Patients included in the study had a median of 3 prior CDI episodes and 4 risk factors for recurrent infections.
New research shows bezlotoxumab is effective at reducing the risk of recurrent Clostridioides difficile infections (CDI) at the 90 day mark in a cohort of patients recently receiving solid-organ transplantation.
A team, led by Tanner M. Johnson, Department of Pharmacy, UCHealth University of Colorado Hospital, compared recurrent C difficile infection rates in solid-organ and hematopoietic-cell transplant recipients.
There is limited data showing bezlotoxumab reduces the incidence of recurrent CDI in solid-organ and hematopoietic-cell transplant recipients.
In the single-center retrospective analysis, the researchers examined 94 patients receiving either standard of care alone (n = 56), comprised of oral vancomycin, fidaxomicin, or metronidazole or bezlotoxumab with standard of care (n = 38).
The mean age of the patient population was 53 years old. The patients also had a median of 3 prior C difficile episodes and 4 risk factors for recurrent infections.
The investigators sought primary outcomes of the 90-day incidence of recurrent CDI, as well as secondary outcomes of 90-day hospital readmission, mortality, and incidence of heart failure exacerbation.
The majority of patients were solid-organ transplant recipients (76%) and the median time to index infection occurred 2.7 years following transplantation.
Overall, 90-day recurrent CDI occurred in 6 patients (16%) in the bezlotoxumab arm of the study. This occurred in 16 participants (29%) in the standard of care cohort (P = 0.13).

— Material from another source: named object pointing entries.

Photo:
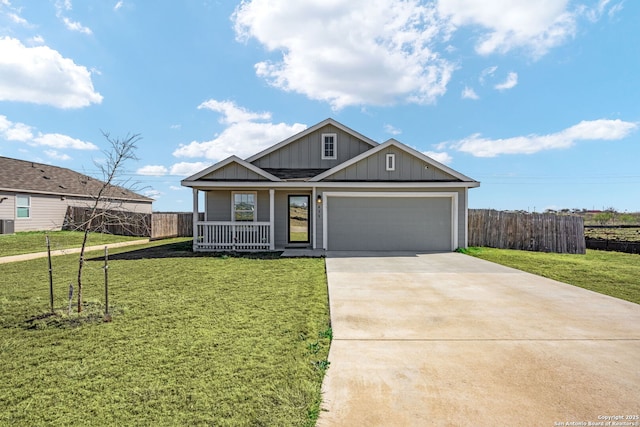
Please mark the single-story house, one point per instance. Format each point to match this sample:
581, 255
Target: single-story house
35, 196
330, 187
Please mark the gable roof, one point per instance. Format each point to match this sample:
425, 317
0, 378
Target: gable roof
31, 177
306, 132
227, 161
400, 146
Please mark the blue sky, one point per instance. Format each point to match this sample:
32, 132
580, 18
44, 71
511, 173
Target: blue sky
537, 100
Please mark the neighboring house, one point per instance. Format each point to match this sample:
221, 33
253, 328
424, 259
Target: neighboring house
331, 188
36, 196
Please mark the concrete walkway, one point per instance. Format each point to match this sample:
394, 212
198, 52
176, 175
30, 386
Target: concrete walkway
445, 339
25, 257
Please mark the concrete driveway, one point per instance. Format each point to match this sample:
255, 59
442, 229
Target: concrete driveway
444, 339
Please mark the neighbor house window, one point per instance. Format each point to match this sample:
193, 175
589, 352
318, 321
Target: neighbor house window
329, 146
391, 162
244, 206
23, 206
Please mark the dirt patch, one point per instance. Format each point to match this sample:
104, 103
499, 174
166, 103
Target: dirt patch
183, 250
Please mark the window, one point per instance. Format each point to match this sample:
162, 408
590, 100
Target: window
23, 206
391, 162
329, 146
244, 206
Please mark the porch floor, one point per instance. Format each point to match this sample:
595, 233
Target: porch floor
303, 253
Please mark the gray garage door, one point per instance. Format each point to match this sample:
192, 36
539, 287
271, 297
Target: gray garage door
389, 223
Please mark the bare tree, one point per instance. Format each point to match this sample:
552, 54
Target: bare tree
121, 150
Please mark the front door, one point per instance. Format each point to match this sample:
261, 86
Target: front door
299, 219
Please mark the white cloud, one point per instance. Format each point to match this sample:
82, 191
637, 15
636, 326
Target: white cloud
441, 157
594, 14
42, 76
231, 113
76, 26
392, 130
36, 40
510, 82
469, 93
350, 52
154, 194
152, 170
536, 26
57, 156
17, 18
487, 72
60, 141
242, 137
67, 6
601, 129
188, 168
14, 131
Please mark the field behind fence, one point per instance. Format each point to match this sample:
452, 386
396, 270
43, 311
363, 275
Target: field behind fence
527, 231
154, 226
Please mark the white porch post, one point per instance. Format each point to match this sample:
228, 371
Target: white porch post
272, 211
195, 219
314, 217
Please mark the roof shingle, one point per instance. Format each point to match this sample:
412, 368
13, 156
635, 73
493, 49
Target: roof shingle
31, 177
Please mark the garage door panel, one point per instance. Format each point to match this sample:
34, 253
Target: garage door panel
389, 223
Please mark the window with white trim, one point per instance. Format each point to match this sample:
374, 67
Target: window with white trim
23, 206
329, 146
391, 162
243, 206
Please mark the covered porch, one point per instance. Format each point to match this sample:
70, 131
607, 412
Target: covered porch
252, 219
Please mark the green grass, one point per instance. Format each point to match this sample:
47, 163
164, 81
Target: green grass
611, 273
195, 340
35, 241
621, 234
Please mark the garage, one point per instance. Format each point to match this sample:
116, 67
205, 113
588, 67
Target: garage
390, 221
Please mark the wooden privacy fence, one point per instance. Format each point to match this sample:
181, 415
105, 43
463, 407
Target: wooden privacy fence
122, 223
154, 226
526, 231
164, 225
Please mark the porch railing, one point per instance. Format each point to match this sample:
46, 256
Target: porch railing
232, 236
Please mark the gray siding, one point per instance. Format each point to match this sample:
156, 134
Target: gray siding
407, 168
234, 172
306, 152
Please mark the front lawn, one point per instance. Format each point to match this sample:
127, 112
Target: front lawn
35, 241
611, 273
195, 340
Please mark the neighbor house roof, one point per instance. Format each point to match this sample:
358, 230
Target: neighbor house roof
31, 177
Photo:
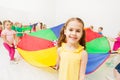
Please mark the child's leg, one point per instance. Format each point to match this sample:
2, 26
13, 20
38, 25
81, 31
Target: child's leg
11, 50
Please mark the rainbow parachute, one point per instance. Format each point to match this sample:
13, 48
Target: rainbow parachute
38, 48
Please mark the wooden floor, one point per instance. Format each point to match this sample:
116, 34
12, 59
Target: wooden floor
25, 71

After the investigators used a multivariable regression, they found bezlotoxumab was linked to significantly lower odds of 90-day recurrent CDI (OR, 0.28; 95% CI, 0.08-0.91).
There were no differences in secondary outcomes, with no heart failure exacerbations observed.
“In a cohort of primarily solid-organ transplant recipients, bezlotoxumab was well tolerated and associated with lower odds of recurrent Clostridioides difficile infection at 90-days,” the authors wrote. “Larger, prospective trials are needed to confirm these findings amongst solid-organ and hematopoietic-cell transplant populations.”
In recent years, investigators found bezlotoxumab is effective in preventing C difficile infections recurrence as long as it is administered any time before suspending antibacterial drug treatment.
In 2018, researchers from New Jersey conducted a study of 1554 patients with C difficile infection in order to understand if the timing of bezlotoxumab administration affected clinical outcome with respect to the onset of C difficile.
Between November 2011 and May 2015, there were 781 patients who received bezlotoxumab while 773 patients received a placebo. Of those patients, 649 of them received a transfusion between 0 and 2 days after onset of antibacterial treatment for their C difficile infection; 469 patients received their transfusion between 3 and 4 days after onset; and 436 patients received their transfusion after 5 or more days.
The researchers also reported that baseline characteristics among the bezlotoxumab and placebo groups were generally similar.
The study, “Effectiveness of bezlotoxumab for prevention of recurrent Clostridioides difficile infection among transplant recipients,” was published online in Open Forum Infectious Diseases.